Updated: I tried adding a 100 Ohm resistor (where R11 is located) but the Arduino wasn't drawing enough power to turn on my LCD. And then I tried a 1 Ohm resistor instead but the resistor burned out. Unfortunately, I threw out the resistor and don't have a picture of it. I believe the correct value should be ~47 Ohm so I have added that resistance as R11. However, I haven't tested it yet as I want to make sure it's correct. (12V - 6V) = 130mA * R >>> R = 46.15 Ohm. I used a voltage drop of 6V so that at least 5V is still going into the Arduino (12V - 6V = 6V which is greater than 5V). I measured the current through a multimeter to be 130mA.

Answer 1

The current a bipolar transistor configured as a common emitter amplifier will allow from its collector to its emitter is equal to its beta time the base to emitter current.

A beta of 100 is common for many transistors. Assuming this information is close enough to your transistor, we can choose a base series resistance suitable for the collector to emitter current desired.

For example if you were using a 5 volt microprocessor and the voltage drop across the base to emitter was the usual 0.7 volts for silicon semiconductors and you had a base series resistor of 10Kohms:

V = I * R
V = 5 - 0.7 = 4.3 volts
R = 10000 ohms
I = 4.3/10000 = 0.43mA
I(ce) = Beta * 0.43mA
I(ce) = 100 * 0.43mA = 43mA

You could pass up to 43mA from the collector to the emitter. If that is not enough,you can lowered the base resistor to 1Kohms:

R = 1000 ohms
I = 4.3/1000 = 4.3mA
I(ce) = Beta * 4.3mA
I(ce) = 100 * 4.3mA = 430mA

And increase the current to 430mA. You still need to verify that the processor can supply the current to control the transistor (4.3mA as calculated above) as well as pick a transistor of sufficient capacity to handle the load.

If a beta of about 100 is not enough, consider using a Darlington transistor arrangement. This type of "2 transistor" device has a gain of the product of each individual transistor's beta. So, it is common for such a device to have a beta of 10000! Using this device, you can use a much larger base resistor and still be able to switch more current.

Answer 2

I tried adding a 100 Ohm resistor (where R11 is located) but the Arduino wasn't drawing enough power to turn on my LCD.

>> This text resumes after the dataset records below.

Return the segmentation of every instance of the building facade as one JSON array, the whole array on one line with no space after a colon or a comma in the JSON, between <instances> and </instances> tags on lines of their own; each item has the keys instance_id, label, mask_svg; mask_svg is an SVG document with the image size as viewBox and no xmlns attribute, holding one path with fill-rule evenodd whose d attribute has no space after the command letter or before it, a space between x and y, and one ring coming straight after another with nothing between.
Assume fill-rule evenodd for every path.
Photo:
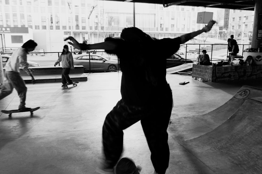
<instances>
[{"instance_id":1,"label":"building facade","mask_svg":"<svg viewBox=\"0 0 262 174\"><path fill-rule=\"evenodd\" d=\"M61 51L66 44L63 38L69 36L80 42L94 43L107 37L119 37L123 28L134 25L133 3L130 2L0 0L0 28L31 29L31 39L38 44L36 49L47 52ZM203 25L196 23L197 13L208 10L189 6L164 8L161 4L142 3L135 3L135 26L159 39L176 37L201 28ZM215 19L216 9L209 10L214 13Z\"/></svg>"}]
</instances>

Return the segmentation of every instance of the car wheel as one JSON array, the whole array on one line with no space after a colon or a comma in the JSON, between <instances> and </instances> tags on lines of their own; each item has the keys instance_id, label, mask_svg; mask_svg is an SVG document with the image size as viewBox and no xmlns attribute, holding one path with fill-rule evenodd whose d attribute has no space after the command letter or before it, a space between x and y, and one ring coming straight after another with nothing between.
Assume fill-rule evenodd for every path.
<instances>
[{"instance_id":1,"label":"car wheel","mask_svg":"<svg viewBox=\"0 0 262 174\"><path fill-rule=\"evenodd\" d=\"M116 67L111 65L108 67L108 71L109 72L114 72L116 71Z\"/></svg>"}]
</instances>

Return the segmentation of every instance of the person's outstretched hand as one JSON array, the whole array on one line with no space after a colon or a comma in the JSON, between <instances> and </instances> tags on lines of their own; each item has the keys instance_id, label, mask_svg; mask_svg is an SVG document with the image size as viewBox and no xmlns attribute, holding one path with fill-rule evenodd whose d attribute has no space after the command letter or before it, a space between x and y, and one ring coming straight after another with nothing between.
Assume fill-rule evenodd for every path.
<instances>
[{"instance_id":1,"label":"person's outstretched hand","mask_svg":"<svg viewBox=\"0 0 262 174\"><path fill-rule=\"evenodd\" d=\"M77 41L77 40L75 39L75 38L72 36L69 36L67 38L64 39L64 41L66 41L67 40L70 40L71 42L73 42L73 43L70 42L68 42L68 43L71 45L72 45L74 48L76 48L79 50L81 50L80 48L80 45L79 43Z\"/></svg>"},{"instance_id":2,"label":"person's outstretched hand","mask_svg":"<svg viewBox=\"0 0 262 174\"><path fill-rule=\"evenodd\" d=\"M208 32L210 30L211 30L211 28L212 28L212 27L216 23L216 22L215 21L213 20L211 20L209 21L208 23L208 25L205 26L205 27L203 28L204 29L206 30L205 32L206 33Z\"/></svg>"}]
</instances>

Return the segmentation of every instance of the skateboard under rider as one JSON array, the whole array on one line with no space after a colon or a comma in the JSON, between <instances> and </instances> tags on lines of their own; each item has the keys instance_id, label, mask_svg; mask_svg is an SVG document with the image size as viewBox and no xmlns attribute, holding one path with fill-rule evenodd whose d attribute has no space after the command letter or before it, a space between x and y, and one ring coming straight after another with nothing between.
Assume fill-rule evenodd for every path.
<instances>
[{"instance_id":1,"label":"skateboard under rider","mask_svg":"<svg viewBox=\"0 0 262 174\"><path fill-rule=\"evenodd\" d=\"M123 158L120 160L115 169L116 174L139 174L142 170L140 166L137 167L135 165L133 160L127 158Z\"/></svg>"},{"instance_id":2,"label":"skateboard under rider","mask_svg":"<svg viewBox=\"0 0 262 174\"><path fill-rule=\"evenodd\" d=\"M30 112L31 115L33 115L33 112L35 111L40 108L40 107L37 107L35 108L31 108L29 109L26 110L19 110L19 109L15 109L14 110L10 110L7 111L6 110L2 110L1 112L5 114L8 114L8 116L10 117L12 116L12 113L17 113L18 112Z\"/></svg>"},{"instance_id":3,"label":"skateboard under rider","mask_svg":"<svg viewBox=\"0 0 262 174\"><path fill-rule=\"evenodd\" d=\"M62 87L64 87L64 88L68 88L68 86L67 86L68 85L73 85L73 86L77 86L77 83L79 83L79 82L78 81L77 81L77 82L73 82L72 83L68 84L67 83L66 85L62 85Z\"/></svg>"}]
</instances>

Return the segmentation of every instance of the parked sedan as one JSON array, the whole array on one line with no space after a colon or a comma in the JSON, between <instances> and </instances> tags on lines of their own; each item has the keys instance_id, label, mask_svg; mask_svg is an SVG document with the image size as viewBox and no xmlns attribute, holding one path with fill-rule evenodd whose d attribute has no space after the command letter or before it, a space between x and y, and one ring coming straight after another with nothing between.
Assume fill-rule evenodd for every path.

You should not have a resistor in the Arduino's supply line at all.

And then I tried a 1 Ohm resistor instead but the resistor burned out.

If you really wanted to have one to share the heat load of the on-board regulator, it would need to be a power resistor of appropriate wattage rating.

I believe the correct value should be ~47 Ohm so I have added that resistance as R11...I used a voltage drop of 6V so that at least 5V is still going into the Arduino (12V - 6V = 6V which is greater than 5V). I measured the current through a multimeter to be 130mA.

This is incorrect.

The Arduino's regulator needs something like 7 volts input to operate correctly.

The power drawn by the Arduino will not be fixed, it will depend on what it is doing, what I/Os are exerted against what loads, and other things like the LCD you apparently have.

Likely, if you want to use a power resistor you should design it to drop no more than half of the difference between the supply voltage and the regulator dropout voltage, under conditions of maximum load. A fixed power resistor cannot be used to replace the variable power resistor that is a linear regulator; at most it can be used to offset some of the fixed part of the resistance and resulting thermal load. But you still have to leave all of the variable part plus a healthy margin for the regulator to handle, or it won't be able to regulate.

It would be simpler to just put a heatsink on the regulator.